Thursday, 30 Nov 2023

The remains of five Native American children who died at an Indigenous boarding school are being returned to their tribes over a century later


The remains of five Native American children who died at an Indigenous boarding school are being returned to their tribes over a century later

The remains of five children who died at a Pennsylvania boarding school for Native Americans are going to be exhumed and returned to their families who have waited for their return for more than a century, the Office of Army Cemeteries (OAC) has announced.

The children died between 1880 and 1910 while attending the Carlisle Indian Industrial School, a boarding school for Native American children known for physical and sexual abuse, the US Department of Interior detailed in a 2022 report.

They were forced to assimilate into White society, stripped of their Indigenous names and banned from speaking their languages. If they resisted, they were punished, often violently, according to the report.

The names of the children who are being repatriated to their tribes, the OAC announced May 24, are: Edward Upright from the Spirit Lake Tribe in North Dakota; Amos LaFramboise from the Sisseton Wahpeton Oyate of the Lake Traverse Reservation in South Dakota; Beau Neal from the Northern Arapaho Tribe in Wyoming; Edward Spott from the Puyallup Tribe in Washington; and Launy Shorty from the Blackfeet Nation in Montana.

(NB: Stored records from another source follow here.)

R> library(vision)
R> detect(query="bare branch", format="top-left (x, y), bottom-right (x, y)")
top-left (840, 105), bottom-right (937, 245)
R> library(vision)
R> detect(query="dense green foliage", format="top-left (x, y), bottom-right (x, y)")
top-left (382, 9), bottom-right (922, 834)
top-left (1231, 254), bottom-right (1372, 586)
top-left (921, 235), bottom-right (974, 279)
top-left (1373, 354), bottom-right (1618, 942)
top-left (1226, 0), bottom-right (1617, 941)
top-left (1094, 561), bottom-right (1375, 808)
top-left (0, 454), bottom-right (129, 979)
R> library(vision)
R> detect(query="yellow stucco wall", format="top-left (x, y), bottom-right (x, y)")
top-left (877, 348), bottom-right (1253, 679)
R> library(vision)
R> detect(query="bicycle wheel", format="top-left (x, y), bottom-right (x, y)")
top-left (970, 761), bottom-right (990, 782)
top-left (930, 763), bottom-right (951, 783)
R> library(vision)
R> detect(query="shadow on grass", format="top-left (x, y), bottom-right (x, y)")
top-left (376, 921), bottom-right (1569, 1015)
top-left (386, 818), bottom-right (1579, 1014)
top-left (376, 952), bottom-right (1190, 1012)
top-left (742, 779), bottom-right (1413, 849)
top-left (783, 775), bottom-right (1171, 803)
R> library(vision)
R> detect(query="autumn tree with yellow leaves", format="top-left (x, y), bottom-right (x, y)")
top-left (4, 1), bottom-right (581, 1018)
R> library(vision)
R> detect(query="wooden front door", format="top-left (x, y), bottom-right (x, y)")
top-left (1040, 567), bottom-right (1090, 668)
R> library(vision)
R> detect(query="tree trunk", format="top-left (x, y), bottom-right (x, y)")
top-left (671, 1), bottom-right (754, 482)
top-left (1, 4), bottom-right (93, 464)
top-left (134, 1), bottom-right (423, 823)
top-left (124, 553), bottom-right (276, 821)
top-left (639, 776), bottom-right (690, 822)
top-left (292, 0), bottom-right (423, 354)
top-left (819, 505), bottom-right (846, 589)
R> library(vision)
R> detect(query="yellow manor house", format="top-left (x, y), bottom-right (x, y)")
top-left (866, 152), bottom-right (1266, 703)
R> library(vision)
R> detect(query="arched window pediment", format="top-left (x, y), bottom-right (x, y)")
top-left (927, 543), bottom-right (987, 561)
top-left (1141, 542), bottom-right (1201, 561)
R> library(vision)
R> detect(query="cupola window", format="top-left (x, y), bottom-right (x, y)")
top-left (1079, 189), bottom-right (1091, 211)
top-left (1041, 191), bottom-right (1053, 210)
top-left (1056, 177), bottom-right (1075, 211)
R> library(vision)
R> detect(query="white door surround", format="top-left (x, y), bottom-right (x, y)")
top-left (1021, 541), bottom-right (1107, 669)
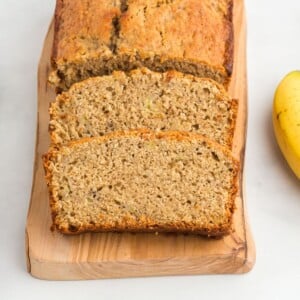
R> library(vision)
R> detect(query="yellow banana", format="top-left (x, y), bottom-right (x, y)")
top-left (273, 70), bottom-right (300, 179)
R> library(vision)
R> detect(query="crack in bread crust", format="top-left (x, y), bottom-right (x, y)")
top-left (50, 0), bottom-right (234, 90)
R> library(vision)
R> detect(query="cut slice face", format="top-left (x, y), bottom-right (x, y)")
top-left (50, 69), bottom-right (237, 147)
top-left (43, 130), bottom-right (239, 236)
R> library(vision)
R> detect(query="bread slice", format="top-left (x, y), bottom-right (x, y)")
top-left (49, 0), bottom-right (233, 90)
top-left (49, 68), bottom-right (237, 147)
top-left (43, 130), bottom-right (239, 236)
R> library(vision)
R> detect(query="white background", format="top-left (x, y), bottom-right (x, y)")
top-left (1, 0), bottom-right (300, 299)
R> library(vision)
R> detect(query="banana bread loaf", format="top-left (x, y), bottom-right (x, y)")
top-left (49, 0), bottom-right (233, 90)
top-left (43, 130), bottom-right (239, 236)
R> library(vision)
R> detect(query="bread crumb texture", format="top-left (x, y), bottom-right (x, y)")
top-left (50, 69), bottom-right (237, 147)
top-left (43, 130), bottom-right (239, 236)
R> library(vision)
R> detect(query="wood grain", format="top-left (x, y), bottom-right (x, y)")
top-left (26, 0), bottom-right (255, 280)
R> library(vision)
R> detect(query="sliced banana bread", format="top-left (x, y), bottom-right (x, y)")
top-left (43, 130), bottom-right (239, 236)
top-left (49, 68), bottom-right (237, 147)
top-left (49, 0), bottom-right (233, 90)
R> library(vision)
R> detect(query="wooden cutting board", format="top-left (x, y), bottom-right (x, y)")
top-left (26, 0), bottom-right (255, 280)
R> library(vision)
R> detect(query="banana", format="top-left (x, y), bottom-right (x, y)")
top-left (273, 71), bottom-right (300, 179)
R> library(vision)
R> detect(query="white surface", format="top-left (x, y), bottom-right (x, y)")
top-left (1, 0), bottom-right (300, 299)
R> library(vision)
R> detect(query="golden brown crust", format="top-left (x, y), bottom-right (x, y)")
top-left (118, 0), bottom-right (234, 76)
top-left (52, 0), bottom-right (120, 64)
top-left (56, 223), bottom-right (231, 237)
top-left (224, 0), bottom-right (234, 76)
top-left (227, 98), bottom-right (238, 149)
top-left (43, 129), bottom-right (239, 236)
top-left (50, 0), bottom-right (234, 89)
top-left (51, 0), bottom-right (62, 67)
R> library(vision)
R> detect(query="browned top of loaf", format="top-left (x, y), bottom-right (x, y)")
top-left (51, 0), bottom-right (233, 77)
top-left (52, 0), bottom-right (121, 65)
top-left (118, 0), bottom-right (233, 75)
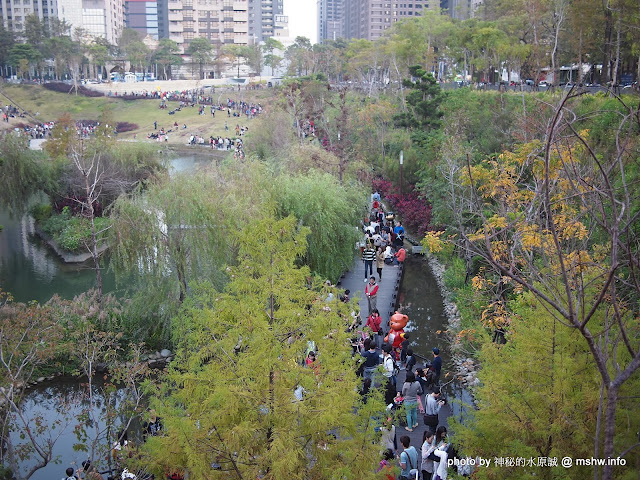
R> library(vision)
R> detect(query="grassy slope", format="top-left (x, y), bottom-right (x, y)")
top-left (0, 85), bottom-right (273, 145)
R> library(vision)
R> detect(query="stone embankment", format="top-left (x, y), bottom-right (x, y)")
top-left (424, 253), bottom-right (480, 388)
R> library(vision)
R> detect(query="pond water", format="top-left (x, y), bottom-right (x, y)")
top-left (0, 155), bottom-right (215, 304)
top-left (396, 254), bottom-right (473, 422)
top-left (10, 377), bottom-right (145, 480)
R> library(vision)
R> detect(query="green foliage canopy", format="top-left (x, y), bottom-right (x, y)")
top-left (140, 216), bottom-right (386, 479)
top-left (274, 172), bottom-right (366, 283)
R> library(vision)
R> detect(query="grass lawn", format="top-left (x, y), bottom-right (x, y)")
top-left (0, 84), bottom-right (274, 145)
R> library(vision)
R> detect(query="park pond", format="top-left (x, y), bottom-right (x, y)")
top-left (0, 154), bottom-right (216, 304)
top-left (11, 377), bottom-right (147, 480)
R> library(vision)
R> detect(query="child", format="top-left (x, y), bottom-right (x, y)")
top-left (376, 448), bottom-right (397, 480)
top-left (64, 467), bottom-right (78, 480)
top-left (405, 349), bottom-right (416, 372)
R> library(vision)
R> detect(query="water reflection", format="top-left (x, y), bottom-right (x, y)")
top-left (0, 155), bottom-right (212, 304)
top-left (11, 377), bottom-right (144, 480)
top-left (396, 254), bottom-right (474, 422)
top-left (169, 153), bottom-right (216, 175)
top-left (0, 208), bottom-right (117, 304)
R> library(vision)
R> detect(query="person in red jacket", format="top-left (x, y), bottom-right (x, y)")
top-left (366, 308), bottom-right (383, 348)
top-left (365, 276), bottom-right (379, 315)
top-left (394, 247), bottom-right (406, 264)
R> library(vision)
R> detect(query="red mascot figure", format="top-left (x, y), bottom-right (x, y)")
top-left (384, 311), bottom-right (408, 360)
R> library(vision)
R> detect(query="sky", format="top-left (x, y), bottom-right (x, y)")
top-left (283, 0), bottom-right (318, 44)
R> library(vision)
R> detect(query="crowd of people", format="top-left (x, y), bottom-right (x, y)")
top-left (60, 192), bottom-right (458, 479)
top-left (149, 96), bottom-right (259, 153)
top-left (2, 103), bottom-right (28, 122)
top-left (356, 192), bottom-right (460, 480)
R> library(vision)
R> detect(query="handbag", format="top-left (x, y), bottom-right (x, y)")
top-left (424, 413), bottom-right (439, 428)
top-left (407, 449), bottom-right (419, 479)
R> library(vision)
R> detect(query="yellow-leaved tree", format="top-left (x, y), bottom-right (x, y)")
top-left (425, 93), bottom-right (640, 480)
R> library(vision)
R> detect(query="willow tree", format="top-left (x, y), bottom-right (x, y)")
top-left (109, 161), bottom-right (273, 341)
top-left (0, 134), bottom-right (58, 214)
top-left (137, 216), bottom-right (386, 479)
top-left (274, 172), bottom-right (366, 283)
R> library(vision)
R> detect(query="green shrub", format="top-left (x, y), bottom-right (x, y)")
top-left (56, 217), bottom-right (87, 251)
top-left (442, 256), bottom-right (467, 291)
top-left (41, 210), bottom-right (110, 252)
top-left (29, 203), bottom-right (53, 223)
top-left (41, 207), bottom-right (71, 236)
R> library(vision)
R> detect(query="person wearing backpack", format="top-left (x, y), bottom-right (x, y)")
top-left (398, 435), bottom-right (419, 480)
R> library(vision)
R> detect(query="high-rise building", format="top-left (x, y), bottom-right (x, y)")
top-left (317, 0), bottom-right (342, 42)
top-left (167, 0), bottom-right (248, 53)
top-left (125, 0), bottom-right (168, 39)
top-left (0, 0), bottom-right (60, 35)
top-left (0, 0), bottom-right (125, 43)
top-left (248, 0), bottom-right (286, 43)
top-left (79, 0), bottom-right (125, 43)
top-left (343, 0), bottom-right (438, 41)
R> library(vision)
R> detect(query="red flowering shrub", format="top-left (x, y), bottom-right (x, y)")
top-left (371, 177), bottom-right (432, 236)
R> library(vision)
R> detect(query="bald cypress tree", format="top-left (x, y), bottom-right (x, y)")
top-left (139, 216), bottom-right (387, 479)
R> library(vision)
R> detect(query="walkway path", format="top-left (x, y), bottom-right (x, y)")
top-left (337, 256), bottom-right (404, 323)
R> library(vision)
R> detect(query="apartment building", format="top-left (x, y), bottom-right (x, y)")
top-left (125, 0), bottom-right (168, 39)
top-left (0, 0), bottom-right (60, 35)
top-left (0, 0), bottom-right (124, 43)
top-left (317, 0), bottom-right (343, 43)
top-left (446, 0), bottom-right (482, 19)
top-left (78, 0), bottom-right (125, 44)
top-left (248, 0), bottom-right (286, 43)
top-left (168, 0), bottom-right (248, 52)
top-left (343, 0), bottom-right (439, 40)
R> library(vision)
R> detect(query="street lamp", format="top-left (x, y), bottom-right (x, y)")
top-left (399, 150), bottom-right (403, 197)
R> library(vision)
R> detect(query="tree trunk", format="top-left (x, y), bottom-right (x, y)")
top-left (594, 379), bottom-right (605, 480)
top-left (602, 5), bottom-right (613, 83)
top-left (84, 170), bottom-right (103, 302)
top-left (89, 214), bottom-right (103, 301)
top-left (602, 385), bottom-right (618, 480)
top-left (612, 12), bottom-right (621, 85)
top-left (578, 29), bottom-right (584, 84)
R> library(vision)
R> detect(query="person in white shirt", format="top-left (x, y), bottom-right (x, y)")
top-left (433, 445), bottom-right (448, 480)
top-left (432, 426), bottom-right (449, 480)
top-left (421, 429), bottom-right (436, 479)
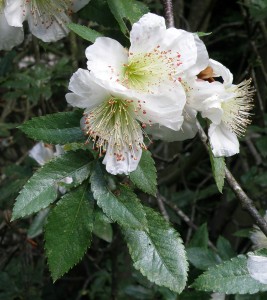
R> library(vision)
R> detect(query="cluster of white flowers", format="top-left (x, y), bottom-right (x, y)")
top-left (66, 13), bottom-right (254, 175)
top-left (0, 0), bottom-right (90, 50)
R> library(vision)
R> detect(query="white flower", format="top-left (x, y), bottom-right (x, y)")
top-left (0, 1), bottom-right (24, 50)
top-left (3, 0), bottom-right (90, 43)
top-left (29, 142), bottom-right (64, 165)
top-left (190, 59), bottom-right (254, 157)
top-left (247, 253), bottom-right (267, 284)
top-left (29, 142), bottom-right (72, 193)
top-left (85, 13), bottom-right (209, 131)
top-left (66, 68), bottom-right (184, 175)
top-left (250, 212), bottom-right (267, 250)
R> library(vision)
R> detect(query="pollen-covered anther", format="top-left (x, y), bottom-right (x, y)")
top-left (83, 96), bottom-right (148, 160)
top-left (222, 79), bottom-right (254, 136)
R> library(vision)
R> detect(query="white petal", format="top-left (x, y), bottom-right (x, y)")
top-left (163, 28), bottom-right (198, 74)
top-left (147, 105), bottom-right (197, 141)
top-left (209, 59), bottom-right (233, 87)
top-left (129, 13), bottom-right (166, 54)
top-left (92, 78), bottom-right (187, 131)
top-left (66, 69), bottom-right (109, 109)
top-left (86, 37), bottom-right (128, 88)
top-left (134, 83), bottom-right (186, 131)
top-left (103, 143), bottom-right (142, 175)
top-left (54, 145), bottom-right (65, 156)
top-left (201, 95), bottom-right (223, 125)
top-left (187, 34), bottom-right (209, 77)
top-left (27, 12), bottom-right (70, 42)
top-left (71, 0), bottom-right (90, 12)
top-left (188, 79), bottom-right (225, 112)
top-left (208, 123), bottom-right (239, 157)
top-left (4, 0), bottom-right (26, 27)
top-left (0, 12), bottom-right (24, 50)
top-left (29, 142), bottom-right (54, 165)
top-left (247, 254), bottom-right (267, 284)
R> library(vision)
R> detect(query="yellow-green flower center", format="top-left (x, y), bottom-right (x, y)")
top-left (122, 45), bottom-right (182, 92)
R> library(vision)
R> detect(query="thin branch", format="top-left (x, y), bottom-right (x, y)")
top-left (196, 121), bottom-right (267, 237)
top-left (160, 194), bottom-right (217, 251)
top-left (156, 192), bottom-right (170, 221)
top-left (161, 0), bottom-right (175, 28)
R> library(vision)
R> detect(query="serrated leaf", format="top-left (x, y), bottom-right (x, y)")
top-left (192, 254), bottom-right (267, 294)
top-left (12, 151), bottom-right (92, 220)
top-left (187, 247), bottom-right (221, 270)
top-left (123, 206), bottom-right (188, 293)
top-left (209, 147), bottom-right (225, 193)
top-left (216, 236), bottom-right (236, 260)
top-left (188, 223), bottom-right (209, 249)
top-left (20, 110), bottom-right (84, 144)
top-left (68, 23), bottom-right (103, 43)
top-left (90, 162), bottom-right (147, 229)
top-left (129, 150), bottom-right (157, 196)
top-left (93, 209), bottom-right (113, 243)
top-left (107, 0), bottom-right (149, 36)
top-left (45, 184), bottom-right (94, 281)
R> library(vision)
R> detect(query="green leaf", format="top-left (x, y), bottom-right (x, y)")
top-left (27, 208), bottom-right (50, 239)
top-left (129, 150), bottom-right (157, 196)
top-left (216, 236), bottom-right (236, 260)
top-left (123, 206), bottom-right (188, 293)
top-left (187, 247), bottom-right (221, 270)
top-left (255, 136), bottom-right (267, 158)
top-left (93, 209), bottom-right (113, 243)
top-left (68, 23), bottom-right (103, 43)
top-left (209, 147), bottom-right (225, 193)
top-left (45, 184), bottom-right (94, 281)
top-left (19, 110), bottom-right (85, 145)
top-left (90, 162), bottom-right (147, 229)
top-left (192, 254), bottom-right (267, 294)
top-left (12, 151), bottom-right (92, 220)
top-left (188, 223), bottom-right (209, 249)
top-left (107, 0), bottom-right (149, 36)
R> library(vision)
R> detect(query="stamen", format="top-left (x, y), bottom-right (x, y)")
top-left (122, 45), bottom-right (182, 92)
top-left (22, 0), bottom-right (72, 28)
top-left (83, 97), bottom-right (148, 162)
top-left (222, 79), bottom-right (254, 136)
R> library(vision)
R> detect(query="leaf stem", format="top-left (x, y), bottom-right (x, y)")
top-left (196, 121), bottom-right (267, 237)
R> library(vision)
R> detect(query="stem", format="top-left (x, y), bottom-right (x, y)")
top-left (160, 194), bottom-right (217, 251)
top-left (197, 121), bottom-right (267, 236)
top-left (161, 0), bottom-right (175, 28)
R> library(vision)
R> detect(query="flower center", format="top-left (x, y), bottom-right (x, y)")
top-left (83, 97), bottom-right (147, 161)
top-left (221, 79), bottom-right (254, 136)
top-left (122, 45), bottom-right (182, 92)
top-left (23, 0), bottom-right (72, 27)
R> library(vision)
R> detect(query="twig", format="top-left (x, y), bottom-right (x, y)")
top-left (161, 0), bottom-right (175, 28)
top-left (245, 137), bottom-right (262, 166)
top-left (196, 121), bottom-right (267, 237)
top-left (156, 192), bottom-right (170, 221)
top-left (160, 194), bottom-right (217, 251)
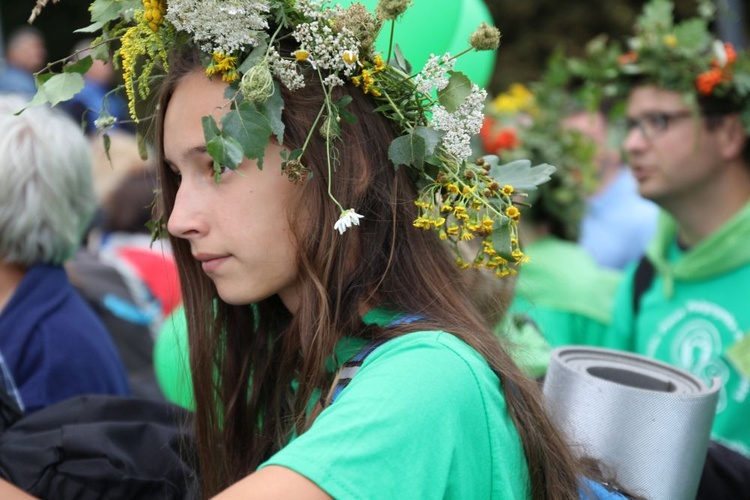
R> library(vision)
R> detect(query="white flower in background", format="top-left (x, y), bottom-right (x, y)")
top-left (713, 39), bottom-right (728, 67)
top-left (431, 84), bottom-right (487, 162)
top-left (413, 53), bottom-right (455, 94)
top-left (334, 209), bottom-right (364, 234)
top-left (167, 0), bottom-right (271, 55)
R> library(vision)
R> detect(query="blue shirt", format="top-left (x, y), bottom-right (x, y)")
top-left (0, 264), bottom-right (129, 413)
top-left (580, 167), bottom-right (659, 270)
top-left (0, 64), bottom-right (37, 98)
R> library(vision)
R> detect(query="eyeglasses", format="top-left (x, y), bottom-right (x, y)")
top-left (624, 111), bottom-right (693, 140)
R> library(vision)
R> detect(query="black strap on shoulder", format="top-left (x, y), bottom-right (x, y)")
top-left (632, 255), bottom-right (655, 318)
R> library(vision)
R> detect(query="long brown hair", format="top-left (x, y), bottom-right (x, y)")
top-left (156, 46), bottom-right (585, 499)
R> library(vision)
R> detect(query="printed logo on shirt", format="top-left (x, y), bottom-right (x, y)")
top-left (646, 300), bottom-right (749, 413)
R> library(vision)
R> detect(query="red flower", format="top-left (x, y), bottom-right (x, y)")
top-left (696, 68), bottom-right (723, 95)
top-left (480, 117), bottom-right (521, 153)
top-left (496, 127), bottom-right (520, 150)
top-left (725, 42), bottom-right (737, 64)
top-left (618, 51), bottom-right (638, 65)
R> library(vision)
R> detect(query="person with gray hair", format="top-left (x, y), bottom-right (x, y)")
top-left (0, 95), bottom-right (129, 413)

The Carlisle Indian Industrial School was the first off-reservation boarding school for Native American children, and was built on the abandoned Carlisle Barracks, according to the National Museum of the American Indian and the US Army War College. The college now occupies the site.

The deceased children returning home are among more than 10,000 students, spanning about 50 tribes, who were brought from across the United States to the school until it closed in 1918. At least 180 students were buried at the school's cemetery in named and unnamed burials, according to the OAC.

The exhumation is the US Army's sixth disinterment project at Carlisle Barracks, after the Army moved human remains to the post's cemetery in 1927. So far, 29 children have been returned to their tribes, not including the upcoming disinterment.